Introduction of electron-deficient unit in resorcinol-formaldehyde resin to construct donor–acceptor conjugated polymer for enhancing photocatalytic H2O2 production

Abstract

Photocatalytic two electron oxygen reduction reaction is considered to be a promising approach for green H₂O₂ production. Herein, for the first time, an intramolecular donor–acceptor (D–A) conjugated polymer was constructed in resorcinol-formaldehyde (RF) resin by embedding benzothiadiazole. As a typical electron deficient group, the introduction of benzothiadiazole can increase the specific surface area of RF and expose more active sites, and the hydrophobicity was also improved, thereby enhancing the affinity of RF to O₂. Owing to the potential difference between the electron donor and acceptor, the formation of a D–A conjugated polymer can provide a driving force to separate photoinduced charge, prolonging the lifetime of photogenerated charge and restraining the recombination of photogenerated electrons and holes. Furthermore, the light absorption ability of RF was enhanced after the introduction of benzothiadiazole.
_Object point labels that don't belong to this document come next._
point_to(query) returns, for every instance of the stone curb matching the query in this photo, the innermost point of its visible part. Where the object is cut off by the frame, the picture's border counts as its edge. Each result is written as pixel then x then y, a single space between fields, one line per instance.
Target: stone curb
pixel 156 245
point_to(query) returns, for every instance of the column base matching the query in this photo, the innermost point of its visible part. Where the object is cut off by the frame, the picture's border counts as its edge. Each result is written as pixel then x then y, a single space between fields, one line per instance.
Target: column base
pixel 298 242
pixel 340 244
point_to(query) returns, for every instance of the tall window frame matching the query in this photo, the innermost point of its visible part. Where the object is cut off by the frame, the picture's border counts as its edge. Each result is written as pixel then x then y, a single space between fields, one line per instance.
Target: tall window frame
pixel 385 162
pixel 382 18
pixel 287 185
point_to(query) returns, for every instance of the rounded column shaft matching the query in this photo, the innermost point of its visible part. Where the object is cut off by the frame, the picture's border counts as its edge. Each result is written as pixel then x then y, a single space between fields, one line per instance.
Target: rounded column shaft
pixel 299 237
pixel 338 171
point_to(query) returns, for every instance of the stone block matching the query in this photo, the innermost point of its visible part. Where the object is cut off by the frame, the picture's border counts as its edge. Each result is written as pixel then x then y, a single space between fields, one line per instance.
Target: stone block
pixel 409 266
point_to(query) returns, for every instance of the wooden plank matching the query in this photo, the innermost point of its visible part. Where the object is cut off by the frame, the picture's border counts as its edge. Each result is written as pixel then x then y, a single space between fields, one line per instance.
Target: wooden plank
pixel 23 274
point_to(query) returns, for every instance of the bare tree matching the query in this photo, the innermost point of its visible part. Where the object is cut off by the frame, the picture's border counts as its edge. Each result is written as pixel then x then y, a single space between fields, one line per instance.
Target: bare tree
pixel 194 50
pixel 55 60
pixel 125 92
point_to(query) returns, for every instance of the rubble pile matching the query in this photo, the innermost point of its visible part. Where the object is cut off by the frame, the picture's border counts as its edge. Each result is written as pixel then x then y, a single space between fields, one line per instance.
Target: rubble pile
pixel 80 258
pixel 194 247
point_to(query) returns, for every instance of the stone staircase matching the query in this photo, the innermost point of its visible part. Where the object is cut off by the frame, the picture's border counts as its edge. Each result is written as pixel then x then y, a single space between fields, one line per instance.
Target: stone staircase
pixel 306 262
As expected, the catalyst (namely RF-BZ) exhibited excellent performance in photocatalytic H₂O₂ evolution, and the highest yield of H₂O₂ over RF-BZ can reach 2553.2 μmol g⁻¹. More importantly, the thermodynamic analysis based on DFT calculations revealed that the introduction of benzothiadiazole can reduce the adsorption energy of O₂ over RF, and the Gibbs free energy of the rate-determining step for the two-electron oxygen reduction reaction was also reduced to 0.28 eV from 2.05 eV. In short, the current study provides a valuable reference for future research on photocatalytic H₂O₂ production.